Two events from that time stand out in my mind. The first was a murder that took place in the old Elysian Fields, the report of which spread like cholera through the town, striking terror everywhere. The sacred precincts of play had become home to the sin of Cain! Outside the valiant contest of war, and sometimes even in it, the taking of any life is a gruesome transgression, but when the killing is murder, and not murder of the ordinary sort, a single shot, a solitary stab, but a brutal and ferocious assault that leaves the corpse unrecognizable, an icy chill enters the human heart. Of such a type was the murder in the fields.

For me
it was made all the more disturbing by the fact that the corpse of the slain man rested in the basement of our house, in which my father maintained the town coroner's office. I was cursed with nightmares and shivered in my bed. My mother came and stroked my head. She said that the slain man as well as his slayer were undoubtedly Yorkers. She meant to comfort me, but instead inspired the fear that lurking in every corner of the night were Yorkers of murderous intent. My sleep remained disturbed!

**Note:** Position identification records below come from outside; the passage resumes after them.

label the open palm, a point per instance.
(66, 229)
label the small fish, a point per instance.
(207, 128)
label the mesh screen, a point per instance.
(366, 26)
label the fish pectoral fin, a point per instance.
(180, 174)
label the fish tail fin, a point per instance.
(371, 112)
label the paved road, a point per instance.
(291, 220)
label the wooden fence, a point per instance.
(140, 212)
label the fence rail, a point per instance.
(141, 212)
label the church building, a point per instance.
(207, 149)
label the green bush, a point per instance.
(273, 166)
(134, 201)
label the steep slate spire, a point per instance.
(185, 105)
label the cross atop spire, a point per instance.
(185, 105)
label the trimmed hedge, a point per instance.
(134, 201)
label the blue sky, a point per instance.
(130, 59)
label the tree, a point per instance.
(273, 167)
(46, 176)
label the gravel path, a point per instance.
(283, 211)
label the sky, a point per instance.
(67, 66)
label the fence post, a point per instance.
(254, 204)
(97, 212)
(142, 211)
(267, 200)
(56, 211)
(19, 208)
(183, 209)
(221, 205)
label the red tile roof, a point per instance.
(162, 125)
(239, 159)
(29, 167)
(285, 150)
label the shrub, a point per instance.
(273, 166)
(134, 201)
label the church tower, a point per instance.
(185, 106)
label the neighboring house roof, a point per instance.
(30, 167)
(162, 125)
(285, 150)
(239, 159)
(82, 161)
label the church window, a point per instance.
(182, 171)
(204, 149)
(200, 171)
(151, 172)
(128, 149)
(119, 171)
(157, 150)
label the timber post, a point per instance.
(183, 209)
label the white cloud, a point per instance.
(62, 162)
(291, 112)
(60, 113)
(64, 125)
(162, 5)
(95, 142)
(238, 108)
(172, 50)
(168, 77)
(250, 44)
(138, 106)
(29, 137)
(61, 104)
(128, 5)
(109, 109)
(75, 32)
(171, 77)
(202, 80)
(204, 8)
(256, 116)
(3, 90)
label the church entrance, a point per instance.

As great as was my dread, it was insufficient to keep me or my comrades away from the very fields that haunted our dreams and that our parents had expressly forbidden us to visit. Drawn rather than repelled by the prospect of danger, as boys will always be, and undeterred by our parents' threats of punishment, we ventured into the Fields, to the very area in which the murder had occurred.

The hour was near dusk. The shadows in the woods turned deep and ominous. Running up the path to Sybil's Cave, we panted from a mixture of fear and physical exertion. We tarried at the cave's entrance nary a minute but flew back down the path, each inspired by the desire not to be the last in the pack. I led the way, running as with winged feet. I hurtled so fast that I was unable to negotiate a turn and, sliding on a muddy patch, crashed into the brush. I scrambled frantically to my feet. As I did, my hand closed quite fortuitously about the stem of a baseball bat, as though Fate itself had decreed that I should not miss it. With bat in hand, I resumed the race, eventually regaining my place in the lead.